Esta es la base del entrenamiento deportivo. Sobrecargar el cuerpo con un estrés que aumente progresivamente parece sencillo: levantar más peso, correr más largo, nadar más rápido, rodar más fuerte, y tu condición física mejorará. Desafortunadamente, no es tan simple. El elemento central es que las células del cuerpo son sensibles. Ciertamente, responden y se fortalecen, pero solo cuando se aplica la cantidad adecuada de estímulo o estrés y luego de descanso. Teóricamente, existe un umbral o nivel de estrés que es apropiado para la mejora de cada célula. Demasiado estrés aplicado demasiado pronto y la célula se debilita considerablemente y lucha por su vida durante días, quizás semanas, simplemente para recuperarse, sin fortalecerse.


El entrenamiento mejora la condición física derrumbándola primero. Después de un entrenamiento intenso o prolongado, en el que la carga haya sido alta, te encuentras en peor forma que antes de comenzar, como lo demostraría el rendimiento reducido si intentaras repetir el entrenamiento de inmediato. Si la carga de entrenamiento fue la adecuada y seguidamente guardas el descanso necesario, el organismo responderá en unas horas o un par de días, y entonces si estarás un poco más en forma. Este principio se denomina "sobrecompensación" y se ilustra a continuación:




La sobrecompensación recurrente que conduce a un aumento perdurable de la condición física resulta de aplicar las sobrecargas correctas en los momentos adecuados. Para el triatleta novato, casi cualquier estímulo de bajo nivel proporciona una sobrecarga. Cuanto más apto se vuelve un atleta, más difícil es aplicar la carga justa de estrés, ya que el atleta en buena condición tiene un umbral de sobrecarga estrecho. Estar cerca del máximo potencial físico de uno significa que hay poco margen para el error.

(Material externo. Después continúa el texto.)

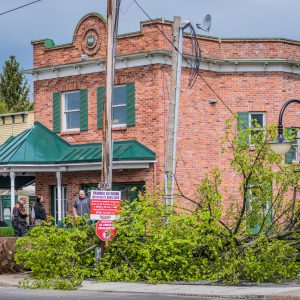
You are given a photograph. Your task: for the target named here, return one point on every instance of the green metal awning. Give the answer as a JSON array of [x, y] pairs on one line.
[[40, 146]]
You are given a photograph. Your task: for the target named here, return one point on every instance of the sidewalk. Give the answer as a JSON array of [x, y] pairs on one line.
[[266, 291]]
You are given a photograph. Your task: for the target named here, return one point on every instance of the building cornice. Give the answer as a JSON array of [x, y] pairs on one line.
[[164, 58]]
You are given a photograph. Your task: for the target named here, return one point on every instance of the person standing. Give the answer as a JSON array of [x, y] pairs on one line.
[[19, 217], [38, 211], [81, 207]]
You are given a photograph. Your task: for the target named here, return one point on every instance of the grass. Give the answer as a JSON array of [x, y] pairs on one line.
[[6, 231]]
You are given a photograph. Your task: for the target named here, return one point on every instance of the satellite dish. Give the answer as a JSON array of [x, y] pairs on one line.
[[205, 23]]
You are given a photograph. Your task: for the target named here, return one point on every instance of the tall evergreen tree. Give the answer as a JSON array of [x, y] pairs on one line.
[[14, 89]]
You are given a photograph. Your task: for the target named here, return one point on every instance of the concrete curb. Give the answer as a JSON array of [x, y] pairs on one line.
[[203, 291]]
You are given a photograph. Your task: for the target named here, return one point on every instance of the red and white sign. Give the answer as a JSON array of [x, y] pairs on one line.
[[105, 205], [105, 231]]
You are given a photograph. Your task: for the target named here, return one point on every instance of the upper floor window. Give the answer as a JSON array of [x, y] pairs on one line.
[[71, 110], [119, 103], [257, 121], [123, 105]]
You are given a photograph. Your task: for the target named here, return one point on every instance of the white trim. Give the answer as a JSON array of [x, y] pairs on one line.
[[64, 111], [160, 57], [12, 175], [94, 166]]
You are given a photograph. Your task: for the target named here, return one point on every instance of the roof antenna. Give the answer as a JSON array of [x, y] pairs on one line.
[[205, 25]]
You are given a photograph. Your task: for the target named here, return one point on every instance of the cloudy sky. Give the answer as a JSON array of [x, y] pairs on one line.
[[57, 19]]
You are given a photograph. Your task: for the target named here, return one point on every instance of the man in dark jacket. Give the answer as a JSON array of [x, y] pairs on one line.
[[38, 212], [19, 217], [81, 207]]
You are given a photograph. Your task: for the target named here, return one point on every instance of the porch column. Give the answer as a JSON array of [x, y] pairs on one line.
[[12, 191], [59, 208]]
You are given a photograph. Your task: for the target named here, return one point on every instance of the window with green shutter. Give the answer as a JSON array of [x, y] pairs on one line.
[[255, 120], [83, 109], [56, 105], [123, 105], [291, 133]]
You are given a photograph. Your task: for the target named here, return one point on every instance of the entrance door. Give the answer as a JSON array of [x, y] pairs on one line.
[[54, 202]]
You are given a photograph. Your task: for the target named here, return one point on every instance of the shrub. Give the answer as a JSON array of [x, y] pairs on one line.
[[6, 231]]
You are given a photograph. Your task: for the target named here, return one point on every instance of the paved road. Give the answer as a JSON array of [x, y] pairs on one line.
[[13, 293]]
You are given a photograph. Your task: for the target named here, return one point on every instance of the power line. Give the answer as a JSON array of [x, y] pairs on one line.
[[167, 38], [8, 11]]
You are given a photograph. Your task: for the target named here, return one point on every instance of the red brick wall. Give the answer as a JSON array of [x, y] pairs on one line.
[[201, 125], [73, 181]]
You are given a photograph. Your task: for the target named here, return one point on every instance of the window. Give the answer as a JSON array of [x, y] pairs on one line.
[[71, 110], [257, 121], [123, 105], [295, 147], [119, 109]]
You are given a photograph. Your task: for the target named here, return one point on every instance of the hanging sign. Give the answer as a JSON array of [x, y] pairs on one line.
[[105, 205], [105, 230]]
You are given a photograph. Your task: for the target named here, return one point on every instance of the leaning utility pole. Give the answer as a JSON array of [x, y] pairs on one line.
[[170, 160], [106, 173]]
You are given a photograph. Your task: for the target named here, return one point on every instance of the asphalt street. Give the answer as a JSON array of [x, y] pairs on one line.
[[14, 293]]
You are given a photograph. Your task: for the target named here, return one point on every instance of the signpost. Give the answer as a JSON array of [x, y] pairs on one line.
[[105, 207], [105, 231]]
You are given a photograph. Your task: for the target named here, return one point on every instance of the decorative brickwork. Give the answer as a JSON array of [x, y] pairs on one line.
[[201, 125]]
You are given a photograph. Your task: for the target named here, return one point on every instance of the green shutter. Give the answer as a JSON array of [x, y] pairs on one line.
[[83, 109], [243, 123], [130, 96], [289, 155], [100, 104], [56, 112]]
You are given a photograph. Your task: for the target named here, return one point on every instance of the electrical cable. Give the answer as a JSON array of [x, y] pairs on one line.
[[198, 74], [8, 11]]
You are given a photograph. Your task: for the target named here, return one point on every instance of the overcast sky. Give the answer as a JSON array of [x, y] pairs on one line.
[[57, 19]]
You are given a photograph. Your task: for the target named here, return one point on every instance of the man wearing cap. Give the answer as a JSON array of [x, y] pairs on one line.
[[19, 217]]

Cada sistema fisiológico del cuerpo responde a un determinado nivel de sobrecarga a un ritmo único. Por ejemplo, la fuerza muscular mejora rápidamente en comparación con la resistencia aeróbica. Incluso dentro de un sistema en particular, hay diferentes velocidades de adaptación, ya que no todas las células responden al mismo ritmo. En el sistema cardiovascular, por ejemplo, el plasma sanguíneo aumenta significativamente con una semana de alta carga de trabajo, pero los capilares que llevan la sangre a los músculos necesitan años de entrenamiento para desarrollarse completamente.


Saber cuál es la carga de entrenamiento óptima y cuándo aplicarla es un aspecto más del "arte del entrenamiento" tan discutido en las publicaciones de este blog. La ciencia puede señalar el camino, pero tu debes determinar a través del ensayo y el error lo que es apropiado para ti. Errar por hacer muy poco en lugar de hacer demasiado es la clave para la continuidad y coherencia en el entrenamiento.